A highly publicized extramarital affair didn’t end Mark Sanford’s political career. Nor did the revelation, less than a month before a 2013 special election for Congress, that he had to go to court because his ex-wife had accused him of trespassing. The National Republican Congressional Committee’s decision to cut off funding to him that year was also not a fatal blow. He won his next elections.
Then came Donald Trump.
Sanford has been one of the president’s most vocal Republican critics in Congress, and Republican primary voters punished him for it. Sanford lost Tuesday night to Katie Arrington, a state representative who made public support for Trump — and Sanford’s lack thereof — a central issue of her campaign.
"I've always been a realist, and at this point, based on the numbers I see, I think that I'll end up losing this election," Sanford said at his election night party, a little over an hour before the AP called the race.
Arrington declared victory at her own party, and made her allegiance clear. "We are the party of President Donald J. Trump. We are the party of Sen. Tim Scott. And now, Congressman Katie Arrington," she said to cheers.
Trump waded into the campaign in its final hours, endorsing Arrington late Tuesday afternoon. "Mark Sanford has been very unhelpful to me in my campaign to MAGA. He is MIA and nothing but trouble. He is better off in Argentina," Trump tweeted, nodding to Sanford's affair. Sanford responded to the tweet at his party Tuesday night, saying that while he is "neither for or against Trump," he stood by his decisions to disagree with Trump at times, even if they cost him an election.
Sanford is the second Republican House member to see primary trouble in as many weeks as a result of clashes with Trump. Last week, Alabama Rep. Martha Roby, who rebuked Trump in 2016 following the release of the Access Hollywood video, was forced into a runoff against a candidate who highlighted her comments while tying himself to Trump. She has made efforts to reconcile with Trump since he took office, but they were insufficient — she took just 39% of the vote.
Republican primary voters, it is becoming clear, are as willing to hold grudges as the president they support. The results are a shot across the bow of any Republican who would rebuke the Trump.
The Republican Party, Sanford said in his speech Tuesday night, is at an "inflection point."
"We had a big debate, and again, the promises that I've made and kept over the years aren't selling in this particular political climate," he said. "That does not mean that they're not relevant, and not important to our lives, but more importantly, as it relates to party, not important to sustaining the Republican Party."
Sanford, to be sure, provides a large target for an opponent, and Arrington did not ignore the classic hits. One ad, in which she spoke to the camera as she walked down a trail, concluded with an allusion to Sanford's most infamous scandal, telling Sanford to "Take a hike — for real this time."
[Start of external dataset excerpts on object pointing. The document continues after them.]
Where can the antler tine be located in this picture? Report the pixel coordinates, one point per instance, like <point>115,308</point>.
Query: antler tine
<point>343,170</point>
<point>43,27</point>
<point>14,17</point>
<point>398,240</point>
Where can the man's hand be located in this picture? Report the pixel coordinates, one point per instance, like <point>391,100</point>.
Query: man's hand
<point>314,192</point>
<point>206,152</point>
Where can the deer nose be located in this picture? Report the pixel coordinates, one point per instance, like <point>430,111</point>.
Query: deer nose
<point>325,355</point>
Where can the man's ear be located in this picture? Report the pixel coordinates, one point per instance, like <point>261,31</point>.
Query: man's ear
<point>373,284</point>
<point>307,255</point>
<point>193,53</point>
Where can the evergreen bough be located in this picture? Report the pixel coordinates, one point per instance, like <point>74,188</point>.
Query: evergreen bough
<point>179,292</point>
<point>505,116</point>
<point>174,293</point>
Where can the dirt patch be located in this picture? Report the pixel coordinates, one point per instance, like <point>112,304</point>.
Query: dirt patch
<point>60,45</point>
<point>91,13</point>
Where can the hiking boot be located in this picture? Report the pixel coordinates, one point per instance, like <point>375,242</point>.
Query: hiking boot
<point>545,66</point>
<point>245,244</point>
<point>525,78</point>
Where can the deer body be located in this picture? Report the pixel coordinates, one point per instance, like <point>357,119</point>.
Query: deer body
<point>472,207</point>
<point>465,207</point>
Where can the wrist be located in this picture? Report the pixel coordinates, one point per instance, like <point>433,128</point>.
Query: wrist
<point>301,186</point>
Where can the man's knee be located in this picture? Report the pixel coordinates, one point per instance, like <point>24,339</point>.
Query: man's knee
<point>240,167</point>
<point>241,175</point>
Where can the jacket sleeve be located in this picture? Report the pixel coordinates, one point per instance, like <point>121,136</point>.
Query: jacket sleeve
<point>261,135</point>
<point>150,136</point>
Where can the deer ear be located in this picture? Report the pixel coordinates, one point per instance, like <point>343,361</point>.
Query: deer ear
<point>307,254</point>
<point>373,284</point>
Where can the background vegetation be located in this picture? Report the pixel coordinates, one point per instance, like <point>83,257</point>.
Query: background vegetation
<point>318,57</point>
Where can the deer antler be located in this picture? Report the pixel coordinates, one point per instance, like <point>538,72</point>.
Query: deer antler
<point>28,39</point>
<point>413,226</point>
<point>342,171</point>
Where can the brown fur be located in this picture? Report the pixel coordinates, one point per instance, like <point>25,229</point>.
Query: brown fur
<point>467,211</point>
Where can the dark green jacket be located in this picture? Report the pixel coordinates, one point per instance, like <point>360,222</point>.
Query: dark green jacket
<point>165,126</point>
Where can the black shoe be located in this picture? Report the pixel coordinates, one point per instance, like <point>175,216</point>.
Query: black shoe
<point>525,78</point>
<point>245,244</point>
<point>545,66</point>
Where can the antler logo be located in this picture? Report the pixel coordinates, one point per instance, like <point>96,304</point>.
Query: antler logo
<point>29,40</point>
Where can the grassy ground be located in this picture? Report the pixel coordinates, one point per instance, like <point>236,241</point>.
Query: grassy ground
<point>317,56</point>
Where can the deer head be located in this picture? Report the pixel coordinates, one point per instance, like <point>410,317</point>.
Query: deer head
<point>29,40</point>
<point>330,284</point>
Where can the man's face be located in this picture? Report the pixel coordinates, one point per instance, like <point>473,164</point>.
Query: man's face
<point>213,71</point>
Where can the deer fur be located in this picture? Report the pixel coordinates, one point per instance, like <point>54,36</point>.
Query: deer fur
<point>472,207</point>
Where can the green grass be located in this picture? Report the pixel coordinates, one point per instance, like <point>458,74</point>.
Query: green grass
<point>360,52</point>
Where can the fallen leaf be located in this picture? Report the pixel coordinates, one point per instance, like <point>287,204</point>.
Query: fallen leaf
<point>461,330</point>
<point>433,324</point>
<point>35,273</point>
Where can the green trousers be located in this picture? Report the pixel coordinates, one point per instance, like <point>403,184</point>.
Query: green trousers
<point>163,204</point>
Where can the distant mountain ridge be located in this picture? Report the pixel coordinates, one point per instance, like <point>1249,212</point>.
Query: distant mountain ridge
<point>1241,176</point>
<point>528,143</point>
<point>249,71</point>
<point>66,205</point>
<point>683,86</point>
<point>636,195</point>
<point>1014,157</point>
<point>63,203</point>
But his loss is a boon for Democrats, who see an opportunity to compete in the district now that the incumbent has been ousted. Sanford was sitting on $1 million in his campaign account, whereas Arrington is likely to enter the general election with her war chest severely depleted. Sanford is the rare Republican concerned about global warming, and his conservationist views won him support from some more moderate voters in this coastal district. Arrington, meanwhile, positioned herself to Sanford’s right in the primary — leaving room for attorney Joe Cunningham, who won the Democratic primary Tuesday night, to potentially win over some of those voters.
"It’s a race to watch in November," DCCC chairman Ben Ray Luján said in a statement Tuesday night.
In nine campaigns over the course of 24 years, it is Sanford's first loss.